The identification data may comprises start data for indicating the start
of display of the font corresponding to the code and slave data for
controlling the display, the detection means may further detect the slave
data, and the output control means may control the display in accordance
with the slave data and outputs the result to the display.
The output control means may output the image data to the display when the
identification data is not detected.
At least a portion of said font memory may be rewritable.
It is further another object to provide a display device of the present
invention comprising a raster scan type display; a font memory for storing
a character, symbol or graphics having a predetermined code assigned
thereto in a form of font corresponding to the code; a memory for storing
an image to be display on the display as image data of a bit map and the
code having identification data added thereto for discriminating the code
from the image data; and display control means for sequentially reading
the code together with the image data from the memory, detecting the
presence or absence of the identification data, discriminating the code
having the identification data added thereto from the image data, and
outputting a pattern of the font corresponding to the code or the image
data to the display.
The identification data may comprises start data for identifying the start
of display of the font corresponding to the code and slave data for
controlling the display.
The slave data may comprise tonality data for setting a tonality to be
displayed and the display, and a pattern of the corresponding row of the
font may be outputted to the display by the tonality determined by the
tonality data.
The image data may be outputted to the display when the identification data
is not detected.
At least a portion of the font may be rewritable.

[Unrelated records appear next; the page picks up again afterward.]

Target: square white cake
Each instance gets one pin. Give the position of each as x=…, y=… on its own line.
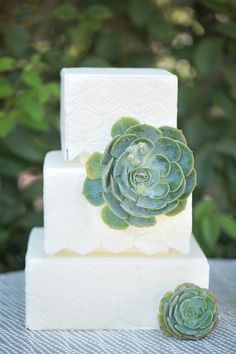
x=103, y=291
x=72, y=223
x=92, y=99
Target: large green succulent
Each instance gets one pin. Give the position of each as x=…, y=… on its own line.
x=189, y=312
x=144, y=172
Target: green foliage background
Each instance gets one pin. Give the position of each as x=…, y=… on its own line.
x=194, y=39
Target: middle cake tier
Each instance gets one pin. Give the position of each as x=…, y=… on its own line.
x=72, y=223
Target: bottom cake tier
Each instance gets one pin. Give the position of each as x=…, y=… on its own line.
x=103, y=290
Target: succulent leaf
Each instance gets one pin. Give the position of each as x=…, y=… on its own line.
x=122, y=125
x=189, y=312
x=144, y=131
x=168, y=148
x=160, y=163
x=175, y=177
x=107, y=175
x=180, y=207
x=191, y=182
x=145, y=172
x=173, y=133
x=94, y=168
x=92, y=190
x=186, y=159
x=121, y=144
x=112, y=220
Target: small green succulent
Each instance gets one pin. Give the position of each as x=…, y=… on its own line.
x=144, y=172
x=189, y=312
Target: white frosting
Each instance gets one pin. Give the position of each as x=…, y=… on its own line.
x=93, y=99
x=103, y=291
x=72, y=222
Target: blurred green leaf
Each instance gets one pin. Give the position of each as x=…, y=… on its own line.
x=98, y=12
x=6, y=63
x=30, y=104
x=226, y=28
x=228, y=224
x=207, y=55
x=32, y=79
x=17, y=39
x=65, y=12
x=25, y=145
x=6, y=89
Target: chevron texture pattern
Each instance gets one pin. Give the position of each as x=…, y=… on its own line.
x=90, y=104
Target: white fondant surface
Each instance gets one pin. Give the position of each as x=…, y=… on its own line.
x=103, y=291
x=71, y=222
x=93, y=99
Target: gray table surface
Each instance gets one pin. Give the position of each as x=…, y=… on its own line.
x=14, y=338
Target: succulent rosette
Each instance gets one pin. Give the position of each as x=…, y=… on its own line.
x=144, y=172
x=189, y=312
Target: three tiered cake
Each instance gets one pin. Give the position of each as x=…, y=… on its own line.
x=107, y=267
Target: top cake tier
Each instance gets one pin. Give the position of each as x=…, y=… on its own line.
x=92, y=100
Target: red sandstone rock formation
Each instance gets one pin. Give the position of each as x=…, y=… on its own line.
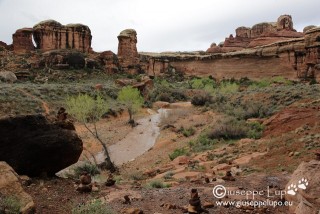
x=214, y=48
x=109, y=60
x=4, y=46
x=127, y=49
x=22, y=40
x=292, y=58
x=51, y=35
x=261, y=34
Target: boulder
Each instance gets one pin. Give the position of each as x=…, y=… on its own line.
x=11, y=187
x=305, y=188
x=8, y=76
x=34, y=146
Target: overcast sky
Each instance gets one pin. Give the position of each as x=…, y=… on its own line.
x=162, y=25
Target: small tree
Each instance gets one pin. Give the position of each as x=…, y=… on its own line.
x=131, y=98
x=86, y=110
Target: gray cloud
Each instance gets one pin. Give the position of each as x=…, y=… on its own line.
x=166, y=25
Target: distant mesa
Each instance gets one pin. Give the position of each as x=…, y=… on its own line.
x=260, y=34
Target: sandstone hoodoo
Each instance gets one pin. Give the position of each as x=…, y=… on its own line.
x=51, y=35
x=34, y=146
x=127, y=50
x=22, y=40
x=260, y=34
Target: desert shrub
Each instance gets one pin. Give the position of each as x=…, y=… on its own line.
x=132, y=100
x=201, y=99
x=169, y=117
x=178, y=152
x=137, y=176
x=86, y=167
x=9, y=204
x=206, y=83
x=228, y=87
x=94, y=207
x=313, y=81
x=187, y=132
x=167, y=92
x=229, y=128
x=168, y=175
x=203, y=143
x=157, y=184
x=255, y=130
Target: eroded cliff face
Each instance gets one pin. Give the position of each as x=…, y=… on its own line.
x=22, y=40
x=292, y=59
x=260, y=34
x=51, y=35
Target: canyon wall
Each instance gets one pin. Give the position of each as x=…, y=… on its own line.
x=259, y=34
x=292, y=59
x=51, y=35
x=22, y=40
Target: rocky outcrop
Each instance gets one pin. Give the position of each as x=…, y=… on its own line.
x=8, y=76
x=305, y=194
x=214, y=48
x=22, y=40
x=109, y=61
x=127, y=50
x=261, y=34
x=11, y=187
x=297, y=58
x=34, y=146
x=51, y=35
x=4, y=46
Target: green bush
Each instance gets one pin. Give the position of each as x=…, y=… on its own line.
x=203, y=143
x=9, y=204
x=201, y=99
x=206, y=83
x=255, y=130
x=187, y=132
x=228, y=88
x=157, y=184
x=86, y=167
x=94, y=207
x=177, y=153
x=137, y=176
x=228, y=129
x=168, y=175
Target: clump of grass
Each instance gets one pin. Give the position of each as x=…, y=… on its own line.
x=187, y=132
x=201, y=99
x=157, y=184
x=178, y=152
x=168, y=175
x=228, y=87
x=86, y=167
x=229, y=129
x=9, y=204
x=137, y=176
x=93, y=207
x=255, y=130
x=203, y=143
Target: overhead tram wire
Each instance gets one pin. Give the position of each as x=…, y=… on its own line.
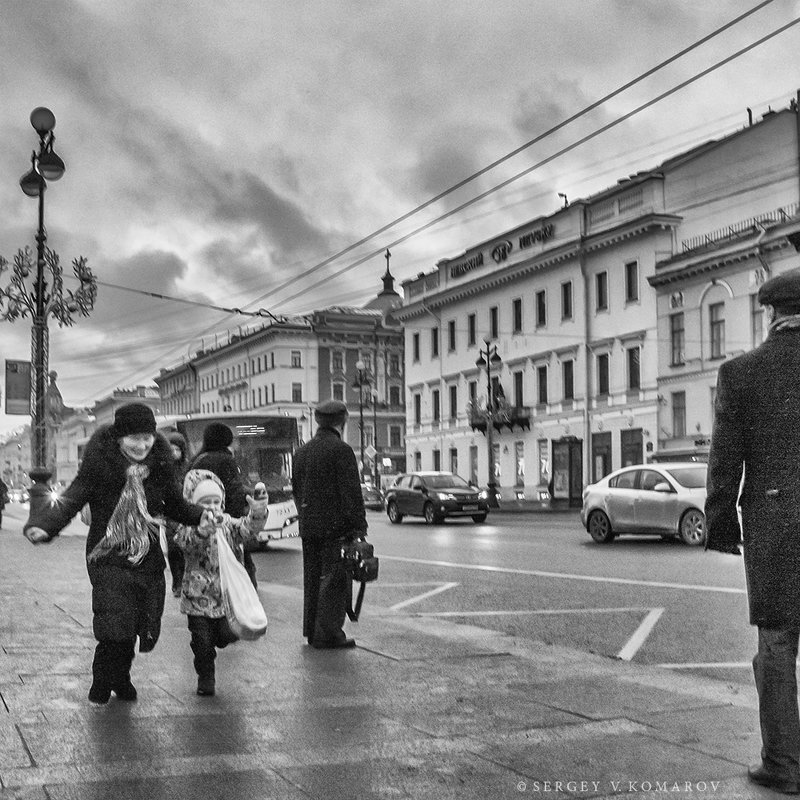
x=507, y=182
x=537, y=165
x=394, y=223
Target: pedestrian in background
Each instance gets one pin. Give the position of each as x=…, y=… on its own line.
x=127, y=477
x=180, y=453
x=201, y=592
x=754, y=464
x=327, y=491
x=3, y=499
x=216, y=456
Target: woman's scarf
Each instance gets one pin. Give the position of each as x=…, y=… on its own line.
x=131, y=527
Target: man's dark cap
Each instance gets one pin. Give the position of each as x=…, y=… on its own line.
x=782, y=290
x=331, y=411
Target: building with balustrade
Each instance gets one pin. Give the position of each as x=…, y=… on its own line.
x=605, y=320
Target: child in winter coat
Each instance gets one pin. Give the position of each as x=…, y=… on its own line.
x=201, y=593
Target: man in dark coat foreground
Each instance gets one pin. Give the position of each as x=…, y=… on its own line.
x=757, y=434
x=327, y=491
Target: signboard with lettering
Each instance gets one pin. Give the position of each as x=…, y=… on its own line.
x=18, y=387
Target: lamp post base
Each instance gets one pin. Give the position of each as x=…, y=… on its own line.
x=39, y=493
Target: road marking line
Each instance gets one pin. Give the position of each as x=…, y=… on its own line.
x=641, y=634
x=568, y=576
x=539, y=611
x=423, y=596
x=710, y=665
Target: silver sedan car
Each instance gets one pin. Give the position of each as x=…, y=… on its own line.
x=666, y=499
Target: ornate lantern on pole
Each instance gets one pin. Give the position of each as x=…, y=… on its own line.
x=489, y=357
x=40, y=300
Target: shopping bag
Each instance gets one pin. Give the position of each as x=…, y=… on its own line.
x=243, y=609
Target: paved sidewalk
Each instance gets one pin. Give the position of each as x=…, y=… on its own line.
x=423, y=708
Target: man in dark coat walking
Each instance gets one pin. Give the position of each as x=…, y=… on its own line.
x=327, y=491
x=755, y=464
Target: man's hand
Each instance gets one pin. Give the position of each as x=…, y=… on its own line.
x=37, y=536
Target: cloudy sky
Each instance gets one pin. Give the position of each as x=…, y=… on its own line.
x=223, y=151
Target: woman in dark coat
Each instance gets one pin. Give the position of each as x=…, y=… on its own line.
x=128, y=478
x=216, y=457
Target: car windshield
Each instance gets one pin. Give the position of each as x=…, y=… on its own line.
x=690, y=477
x=445, y=482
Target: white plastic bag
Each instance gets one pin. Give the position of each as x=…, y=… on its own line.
x=243, y=609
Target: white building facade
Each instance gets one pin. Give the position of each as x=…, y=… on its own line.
x=579, y=306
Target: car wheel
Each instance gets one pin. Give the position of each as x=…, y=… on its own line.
x=600, y=527
x=431, y=517
x=693, y=528
x=395, y=516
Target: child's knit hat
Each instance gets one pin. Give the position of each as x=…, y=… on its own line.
x=200, y=483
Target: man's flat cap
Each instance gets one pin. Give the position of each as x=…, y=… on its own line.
x=331, y=408
x=782, y=290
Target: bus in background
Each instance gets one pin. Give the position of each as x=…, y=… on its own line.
x=263, y=447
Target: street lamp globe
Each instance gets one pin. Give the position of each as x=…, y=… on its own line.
x=43, y=120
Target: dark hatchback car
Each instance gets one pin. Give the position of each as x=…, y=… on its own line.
x=373, y=497
x=434, y=496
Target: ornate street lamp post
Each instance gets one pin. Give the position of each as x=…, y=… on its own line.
x=40, y=301
x=375, y=436
x=489, y=357
x=360, y=382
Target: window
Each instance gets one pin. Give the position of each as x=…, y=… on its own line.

The font may be of different sizes.
The font may be 8.times.10 size.
The data stored in the memory may be sequentially outputted to the display
control means.
A sum of data lengths of the identification data and the code may be equal
to a sum of lateral dots of the font.
In the display method of the present invention, the code having the
identification data for discriminating the code from the image data added
thereto is stored in the memory together with the image data, and the code
and the image data are sequentially read out to display them on the
display. When they are read, the readout of the code having the
identification data added thereto is detected by the identification data.

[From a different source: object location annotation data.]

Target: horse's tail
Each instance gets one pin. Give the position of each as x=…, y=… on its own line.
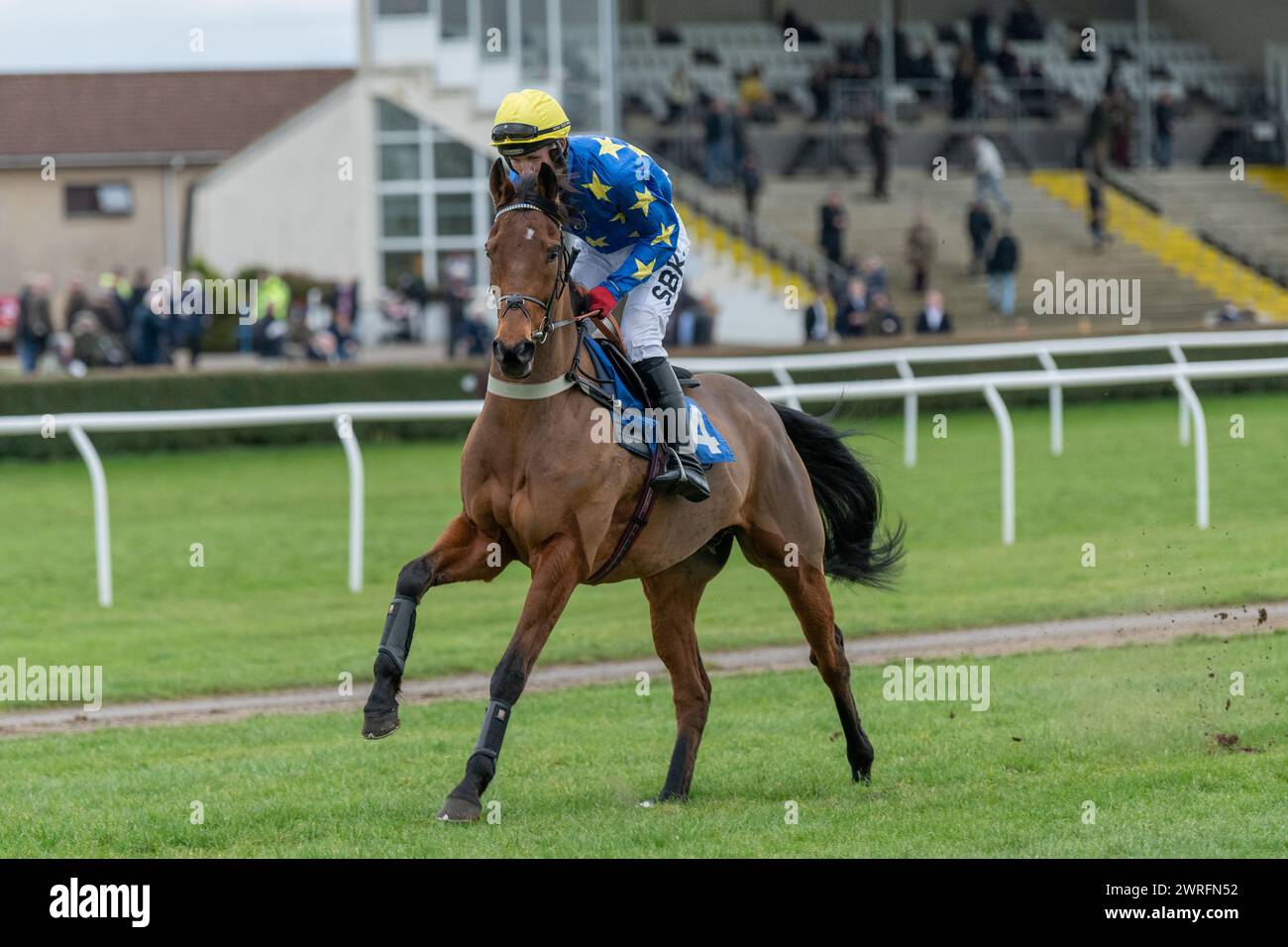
x=849, y=497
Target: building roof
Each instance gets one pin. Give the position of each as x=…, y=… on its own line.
x=110, y=116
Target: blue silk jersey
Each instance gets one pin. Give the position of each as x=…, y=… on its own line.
x=622, y=198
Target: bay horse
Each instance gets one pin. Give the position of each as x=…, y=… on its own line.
x=539, y=489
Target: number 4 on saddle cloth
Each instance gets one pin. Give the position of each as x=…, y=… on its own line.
x=632, y=428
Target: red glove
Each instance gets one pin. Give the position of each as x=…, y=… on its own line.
x=599, y=299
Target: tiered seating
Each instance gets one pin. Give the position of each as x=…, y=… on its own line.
x=1173, y=245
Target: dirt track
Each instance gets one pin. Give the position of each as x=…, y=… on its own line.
x=1056, y=635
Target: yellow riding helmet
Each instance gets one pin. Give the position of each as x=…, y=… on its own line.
x=526, y=119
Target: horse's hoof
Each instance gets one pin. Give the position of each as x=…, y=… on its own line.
x=458, y=809
x=380, y=725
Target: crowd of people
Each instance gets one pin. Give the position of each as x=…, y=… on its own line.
x=117, y=321
x=859, y=291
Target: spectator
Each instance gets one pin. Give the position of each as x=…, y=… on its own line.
x=1096, y=211
x=883, y=317
x=60, y=357
x=922, y=244
x=1003, y=264
x=980, y=26
x=189, y=328
x=751, y=185
x=151, y=329
x=719, y=145
x=35, y=324
x=962, y=85
x=1008, y=63
x=990, y=171
x=679, y=94
x=934, y=318
x=1022, y=24
x=815, y=316
x=879, y=146
x=1120, y=128
x=1164, y=115
x=851, y=316
x=1096, y=138
x=979, y=226
x=755, y=97
x=832, y=231
x=874, y=274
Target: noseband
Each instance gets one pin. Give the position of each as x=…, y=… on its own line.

A pattern of the font corresponding to the code is outputted to the
display so that the pattern of the font corresponding to the code is
displayed on the display. Thus, even if the code and the image data are
mixedly stored in the memory, the pattern of the character, symbol or
graphics corresponding to the code can be displayed.

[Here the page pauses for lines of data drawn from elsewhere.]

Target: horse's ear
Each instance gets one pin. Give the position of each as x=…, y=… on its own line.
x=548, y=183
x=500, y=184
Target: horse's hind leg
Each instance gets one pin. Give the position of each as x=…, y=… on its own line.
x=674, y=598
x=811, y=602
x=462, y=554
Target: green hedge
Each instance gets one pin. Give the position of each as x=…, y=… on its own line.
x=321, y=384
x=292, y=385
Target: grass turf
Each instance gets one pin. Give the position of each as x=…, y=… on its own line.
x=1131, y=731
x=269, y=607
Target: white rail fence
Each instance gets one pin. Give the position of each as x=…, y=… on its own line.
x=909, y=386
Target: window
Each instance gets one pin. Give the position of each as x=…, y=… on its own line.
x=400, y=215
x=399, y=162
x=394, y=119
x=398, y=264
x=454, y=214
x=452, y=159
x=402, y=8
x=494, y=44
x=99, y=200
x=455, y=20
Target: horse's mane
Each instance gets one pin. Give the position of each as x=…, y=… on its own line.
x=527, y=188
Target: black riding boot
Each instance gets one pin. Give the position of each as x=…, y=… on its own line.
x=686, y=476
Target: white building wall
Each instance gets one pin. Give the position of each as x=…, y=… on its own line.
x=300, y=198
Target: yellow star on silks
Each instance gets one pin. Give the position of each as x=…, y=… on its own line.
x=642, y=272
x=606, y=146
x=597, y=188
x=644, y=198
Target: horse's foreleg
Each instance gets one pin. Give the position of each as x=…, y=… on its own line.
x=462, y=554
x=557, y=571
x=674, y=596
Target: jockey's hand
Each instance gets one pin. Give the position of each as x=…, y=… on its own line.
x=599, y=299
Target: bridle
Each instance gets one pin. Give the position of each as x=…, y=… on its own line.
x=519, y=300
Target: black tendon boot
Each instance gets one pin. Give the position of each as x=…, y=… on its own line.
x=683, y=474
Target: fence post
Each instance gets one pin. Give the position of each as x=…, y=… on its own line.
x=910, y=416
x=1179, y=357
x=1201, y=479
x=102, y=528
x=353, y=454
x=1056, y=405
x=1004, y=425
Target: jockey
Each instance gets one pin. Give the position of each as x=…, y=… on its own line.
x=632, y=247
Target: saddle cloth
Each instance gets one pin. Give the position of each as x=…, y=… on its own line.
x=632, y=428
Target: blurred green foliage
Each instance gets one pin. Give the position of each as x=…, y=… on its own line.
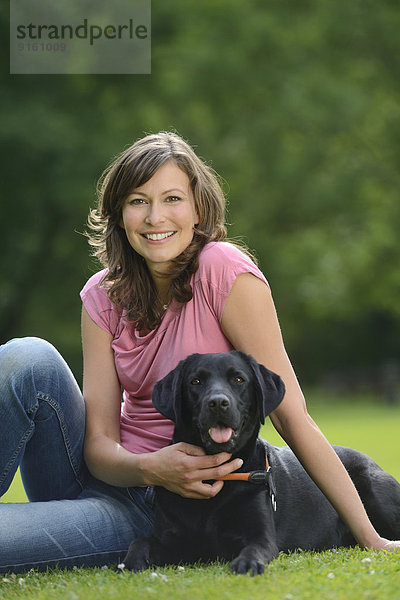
x=294, y=102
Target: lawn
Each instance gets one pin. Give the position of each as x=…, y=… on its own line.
x=337, y=574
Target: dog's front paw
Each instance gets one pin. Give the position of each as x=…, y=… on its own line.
x=241, y=565
x=138, y=557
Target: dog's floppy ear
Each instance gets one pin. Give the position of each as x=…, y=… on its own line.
x=269, y=387
x=167, y=393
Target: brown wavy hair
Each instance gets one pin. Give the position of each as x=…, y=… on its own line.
x=129, y=283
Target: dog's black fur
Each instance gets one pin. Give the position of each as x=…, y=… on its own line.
x=239, y=523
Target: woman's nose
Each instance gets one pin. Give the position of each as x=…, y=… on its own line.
x=155, y=214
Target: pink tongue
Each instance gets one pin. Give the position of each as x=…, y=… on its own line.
x=220, y=434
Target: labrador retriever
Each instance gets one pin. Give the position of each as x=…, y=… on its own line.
x=218, y=402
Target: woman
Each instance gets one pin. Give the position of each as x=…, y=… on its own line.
x=171, y=286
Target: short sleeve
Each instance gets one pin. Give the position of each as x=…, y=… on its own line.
x=98, y=305
x=220, y=264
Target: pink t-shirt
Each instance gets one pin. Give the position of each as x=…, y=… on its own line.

Where the identification data comprises start data and slave data, a
pattern of the font of the corresponding row may be outputted to the
display based on the slave data, and the pattern may be displayed with
color. By setting the start data and the slave data in various ways, the
character, symbol or graphics corresponding to the code may be colored in
various ways in various sizes.
Where the identification data is not detected, the image data is outputted
to the display so that both of the image represented by the image data and
the pattern of the character, symbol or graphics corresponding to the code
can be displayed even if the code and the image data are mixedly stored in
the memory.
By storing at least a portion of the font in the memory, the updating of
the font stored in the memory can be attained so that more versatile
display is attained.
In the display control circuit of the present invention, the data read from
the memory includes both the image data and the code, and either of the
image data or the code are discriminated by the presence or absence of the
identification data detected by the detection means. When the
identification data is detected, the output control means reads out the
pattern corresponding to the code having the identification data added
thereto, from the font memory. This pattern is the font of the character,
symbol, or graphics corresponding to the code, that is, the image data of
the bit map to be display. In this manner, the code and the image data are
discriminated so that the image data of the bit map of the character,
symbol or graphics corresponding to the code can be outputted even if the
code and the image data are mixedly stored in the memory.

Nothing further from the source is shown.